How, then, did this contrarian go about establishing his headquarters? Resolved to stay on home turf, he chose the Kansas town of Plainville (population 2,200) for his venue. There, he bought an 11,000-square-foot 1920s car dealership, whose below-ground garage had been designated a safe haven after the Cuban Missile Crisis in 1962. He converted the disused showroom and lower level into work space for his staff, currently 47 strong: customer services for Classic Cloth and graphic arts above, other service groups and the accounting department below. Despite the lack of structural changes, spatial transmutations of this kind need specialized knowledge; yet Comeau acted as his own architect, designer, and coordinator. Forestalling disbelief, he claims jauntily that it was no big deal, simply done by osmosis. But he does admit to engaging a general contractor from the nearest big town, Hays (population 20,200).

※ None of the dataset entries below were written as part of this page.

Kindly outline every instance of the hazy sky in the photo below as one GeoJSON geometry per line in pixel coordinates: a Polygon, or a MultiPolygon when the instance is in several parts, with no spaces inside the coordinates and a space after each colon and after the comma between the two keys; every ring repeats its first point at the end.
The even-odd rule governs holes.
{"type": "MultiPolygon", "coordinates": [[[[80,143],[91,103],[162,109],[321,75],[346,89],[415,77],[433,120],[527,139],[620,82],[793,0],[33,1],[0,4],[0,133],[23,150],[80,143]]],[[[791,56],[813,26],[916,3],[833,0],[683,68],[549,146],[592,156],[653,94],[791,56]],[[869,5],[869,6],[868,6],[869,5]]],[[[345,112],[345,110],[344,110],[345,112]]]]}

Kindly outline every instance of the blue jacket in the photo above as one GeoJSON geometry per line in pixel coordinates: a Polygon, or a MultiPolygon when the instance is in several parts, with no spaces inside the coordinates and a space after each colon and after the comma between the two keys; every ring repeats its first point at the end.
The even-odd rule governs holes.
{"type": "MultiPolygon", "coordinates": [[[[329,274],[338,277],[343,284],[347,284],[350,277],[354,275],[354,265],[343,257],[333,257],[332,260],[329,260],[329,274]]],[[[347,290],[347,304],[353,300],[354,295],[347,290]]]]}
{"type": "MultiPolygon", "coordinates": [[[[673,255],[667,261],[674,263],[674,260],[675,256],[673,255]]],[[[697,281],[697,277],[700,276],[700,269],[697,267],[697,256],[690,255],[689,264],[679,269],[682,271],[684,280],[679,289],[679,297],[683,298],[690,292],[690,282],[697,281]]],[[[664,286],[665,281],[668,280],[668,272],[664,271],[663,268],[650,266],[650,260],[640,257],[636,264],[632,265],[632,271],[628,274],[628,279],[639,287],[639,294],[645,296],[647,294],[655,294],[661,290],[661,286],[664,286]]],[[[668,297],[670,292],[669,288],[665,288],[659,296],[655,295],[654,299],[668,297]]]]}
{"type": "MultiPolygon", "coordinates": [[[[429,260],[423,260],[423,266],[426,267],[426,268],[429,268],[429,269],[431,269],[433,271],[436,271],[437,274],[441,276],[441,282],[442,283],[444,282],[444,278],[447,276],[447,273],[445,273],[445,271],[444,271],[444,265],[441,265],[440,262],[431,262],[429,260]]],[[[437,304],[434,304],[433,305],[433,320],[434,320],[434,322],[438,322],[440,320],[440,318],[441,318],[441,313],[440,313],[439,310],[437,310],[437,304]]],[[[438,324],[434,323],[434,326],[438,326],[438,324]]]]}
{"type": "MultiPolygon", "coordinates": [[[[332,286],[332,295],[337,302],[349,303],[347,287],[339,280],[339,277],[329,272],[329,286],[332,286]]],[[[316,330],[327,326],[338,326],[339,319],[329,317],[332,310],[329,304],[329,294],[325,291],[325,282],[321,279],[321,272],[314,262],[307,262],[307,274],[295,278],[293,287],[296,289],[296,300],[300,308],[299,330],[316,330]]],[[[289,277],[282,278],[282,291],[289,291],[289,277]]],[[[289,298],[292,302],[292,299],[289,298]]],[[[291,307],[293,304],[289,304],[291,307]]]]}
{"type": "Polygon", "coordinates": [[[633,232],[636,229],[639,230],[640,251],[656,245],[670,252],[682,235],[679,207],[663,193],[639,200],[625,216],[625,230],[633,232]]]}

Comeau's design plan was simplicity itself: to provide an environment conducive to the staff's comfort and enjoyment as well as, not surprisingly, to having fun. At the same time, he introduced an awareness of Kansas architecture, land, and heritage.
Not one of the old car dealership's basic elements—reinforced concrete flooring, steel trusses, exterior brick walls, wood roofing—was concealed, camouflaged, or in any way adulterated. In fact, the work crew even uncovered hidden architectural details. About to total a truly ugly hung ceiling, the participants discovered lovely pine planks overhead. Sandblasted, brushed, and power-washed, the resurrected overhang now tops an assemblage of workstations. Also of note, Medex (a composite sheeting material of glue and compressed straw) is used for cabinetry, bathroom doors, and dividers between desks. Office partitions are Sheetrock. Artificial illumination comes mainly from industrial ceiling fixtures supplemented by wall-mounted gooseneck lights.
Unexpected artwork includes 19th-century mezzotints bought in London, a professional wine taster's grape-stained tabletop purchased from Axel Vervoordt in Antwerp, and a 19th-century Japanese silk quilt from the estate of James Northcutt. Six large clocks assume both decorative and functional roles, showing the hour in each of the proprietor's business zones. (He also loves the clocks as embodiments of his cherished free time.)
Furnishings are, to understate the point, extremely eclectic. Chairs bought by Comeau—because he couldn't resist—go under the descriptive rubrics of gilded, George Nelson, twigged, Mies van der Rohe, and Arts and Crafts. Other seating comes from C.S. Post & Co. In the lunch-breakout room, stools designed by local artist Marvin Reif sport bases made of tractor parts and seats of sliced cottonwood trunks.
Emblematic of Comeau's whimsical and unpretentious style, two stripped-down tin chairs stand guard downstairs. After peeling off the vinyl padding, did he leave the forms denuded because he found them funnier? Cheerfully, he pleads guilty as charged.